Daniel Rivers - National Gay and Lesbian Task Force (NGLTF), 1973 to present - Awarded to Zeina Dajani, '11 - A full-year fellowship working on a history of the National Gay and Lesbian Task Force (NGLTF) from its founding in 1973 to the present.  Since its inception, the NGLTF has been at the center of the lesbian, gay, bisexual, and transgender (LGBT) civil rights movement. Over the decades, it has launched individual campaigns focused on overturning sodomy laws in the United States, ending the ban on gay men and lesbians in the U.S. military, fighting anti-gay violence, securing family and domestic rights for lesbians and gay men, and raising public awareness of the AIDS epidemic. This project will provide a genealogy of the larger LGBT freedom struggle, exploring conflicts and changes in the overall movement through an analysis of the development of one of its most important groups.  Central questions will include: the tension between radical and reformist goals, changing definitions of sexual minority communities, and the influence of lesbian-feminist activism on the Task Force in the late 1970s and 1980s.  The research work will focus on the NGLTF papers, housed in the Human Sexuality Collection at Cornell University, and available through interlibrary loan. The fellow will help analyze and annotate the Task Force records on microfilm and conduct library and archival research.

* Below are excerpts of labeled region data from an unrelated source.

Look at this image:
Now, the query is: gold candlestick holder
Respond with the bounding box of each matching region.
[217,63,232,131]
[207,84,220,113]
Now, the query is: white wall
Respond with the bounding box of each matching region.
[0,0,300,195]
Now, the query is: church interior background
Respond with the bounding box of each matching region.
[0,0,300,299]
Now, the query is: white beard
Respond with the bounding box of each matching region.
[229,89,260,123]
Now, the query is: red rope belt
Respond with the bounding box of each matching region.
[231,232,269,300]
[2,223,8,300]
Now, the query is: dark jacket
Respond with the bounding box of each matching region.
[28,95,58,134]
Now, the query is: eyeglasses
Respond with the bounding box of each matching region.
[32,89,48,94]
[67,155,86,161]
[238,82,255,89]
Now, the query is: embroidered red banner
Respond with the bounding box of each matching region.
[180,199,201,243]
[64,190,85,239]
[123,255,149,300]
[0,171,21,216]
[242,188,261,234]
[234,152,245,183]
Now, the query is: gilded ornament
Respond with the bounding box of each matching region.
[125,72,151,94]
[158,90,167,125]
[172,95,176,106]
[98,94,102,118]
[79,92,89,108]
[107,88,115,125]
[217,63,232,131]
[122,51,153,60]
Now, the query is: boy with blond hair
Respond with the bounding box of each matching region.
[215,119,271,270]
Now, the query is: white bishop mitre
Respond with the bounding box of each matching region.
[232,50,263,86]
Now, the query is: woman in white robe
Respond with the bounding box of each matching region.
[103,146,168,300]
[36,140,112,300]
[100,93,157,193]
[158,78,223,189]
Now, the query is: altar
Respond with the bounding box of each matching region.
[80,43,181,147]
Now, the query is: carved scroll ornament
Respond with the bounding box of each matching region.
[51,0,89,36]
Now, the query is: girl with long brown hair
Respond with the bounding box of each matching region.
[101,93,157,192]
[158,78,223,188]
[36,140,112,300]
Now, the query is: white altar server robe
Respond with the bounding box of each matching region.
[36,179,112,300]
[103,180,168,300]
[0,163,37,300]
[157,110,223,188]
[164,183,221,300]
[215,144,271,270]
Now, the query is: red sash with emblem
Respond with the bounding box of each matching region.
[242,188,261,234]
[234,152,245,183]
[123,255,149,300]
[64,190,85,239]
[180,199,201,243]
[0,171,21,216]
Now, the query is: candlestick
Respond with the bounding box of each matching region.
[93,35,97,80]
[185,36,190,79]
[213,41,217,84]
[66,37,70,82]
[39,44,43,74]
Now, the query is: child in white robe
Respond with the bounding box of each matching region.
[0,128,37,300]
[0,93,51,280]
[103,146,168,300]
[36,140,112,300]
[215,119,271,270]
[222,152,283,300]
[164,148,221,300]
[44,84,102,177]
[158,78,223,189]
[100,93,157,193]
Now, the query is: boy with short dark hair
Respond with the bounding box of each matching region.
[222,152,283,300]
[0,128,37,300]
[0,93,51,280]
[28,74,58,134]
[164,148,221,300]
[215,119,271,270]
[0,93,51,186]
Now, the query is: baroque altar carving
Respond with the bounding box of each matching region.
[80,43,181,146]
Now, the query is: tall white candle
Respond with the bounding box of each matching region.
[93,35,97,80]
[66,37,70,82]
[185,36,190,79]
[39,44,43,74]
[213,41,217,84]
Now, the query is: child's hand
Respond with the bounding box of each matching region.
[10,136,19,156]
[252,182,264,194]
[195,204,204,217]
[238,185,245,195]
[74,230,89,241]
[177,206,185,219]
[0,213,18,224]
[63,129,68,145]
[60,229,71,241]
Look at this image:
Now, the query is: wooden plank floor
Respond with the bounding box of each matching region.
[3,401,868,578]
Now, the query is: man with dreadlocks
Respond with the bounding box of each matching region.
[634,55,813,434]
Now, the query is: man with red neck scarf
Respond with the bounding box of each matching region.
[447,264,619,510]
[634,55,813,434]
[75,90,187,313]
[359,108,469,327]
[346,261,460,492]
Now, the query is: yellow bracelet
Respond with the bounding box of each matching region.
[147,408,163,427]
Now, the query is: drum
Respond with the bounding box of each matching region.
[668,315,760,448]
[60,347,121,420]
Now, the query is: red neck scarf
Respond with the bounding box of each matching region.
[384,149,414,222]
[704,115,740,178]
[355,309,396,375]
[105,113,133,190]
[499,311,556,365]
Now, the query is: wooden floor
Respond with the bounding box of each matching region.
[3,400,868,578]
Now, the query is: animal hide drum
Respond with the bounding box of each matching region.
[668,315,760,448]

Private Letters/Public Lives: A Queer Love Story - Marilyn Schuster - Awarded to Alix Korn, '11 - A full-year fellowship editing fifteen years (1981-1995) of the correspondence between Jane Rule and Rick Bébout. Rule (1931-2007), a lesbian writer who lived on Galiano Island in British Columbia, and Bébout, a gay activist, writer and journalist born in 1950 who lives in Toronto, became acquainted through letters when Rule started to contribute to The Body Politic, a Toronto gay liberationist newspaper published between 1971-1987 where Bébout was an editor. They exchanged letters regularly at least once a month from 1981 until Rule’s death in 2007. Both Rule and Bébout left the U.S. and took Canadian citizenship for personal and political reasons: she during the McCarthy era, he during the Vietnam War. In their letters, Rule and Bébout engage many of the major issues that have defined gay, lesbian and feminist politics in the last two decades, from pornography and censorship to HIV/AIDS, resistance and loss. As they get to know each other they also discuss family, friendship, sexuality and community with great feeling and candor. The letters tell a moving story of friendship, politics and work and constitute an important document in social history. The fellow will help condense over 2000 pages of letters in typescript into a 250-300 page book that highlights major events in l/g/b/t history and that follows the remarkable story of the friendship that developed between Rule and Bébout through the letters. The book is intended for a general audience. An Introduction and short essays throughout the volume will provide background about people and events referred to in the letters. The fellow will research and writing skills and a background in feminist and queer studies to help research references to people and events in the letters and to draft short essays to provide context for readers of the correspondence.

Public Histories - Susan Van Dyne - Awarded to Katy Morris, '11 - A Fall 2009 fellowship to develop course materials about women’s archives (such as the Sophia Smith Collection and other regional resources) and their uses in public histories. Our work together will be to research, read and discuss current debates about the construction of public history and its role in shaping collective memory; the pedagogical and educational strategies for disseminating archival knowledge (that is, how do private, domestic and archival materials about women’s experience “go public’ in curricular materials for classrooms, historic sites, monuments, documentaries etc); the links between activism and preservation and interpretation of women’s experiences. Skills: Some archival research experience either in coursework or volunteering or interning in the SSC or College archives. Interest in reading and discussing the topic. Ability to use electronic databases efficiently and create annotated bibliographies and reading notes through RefWorks.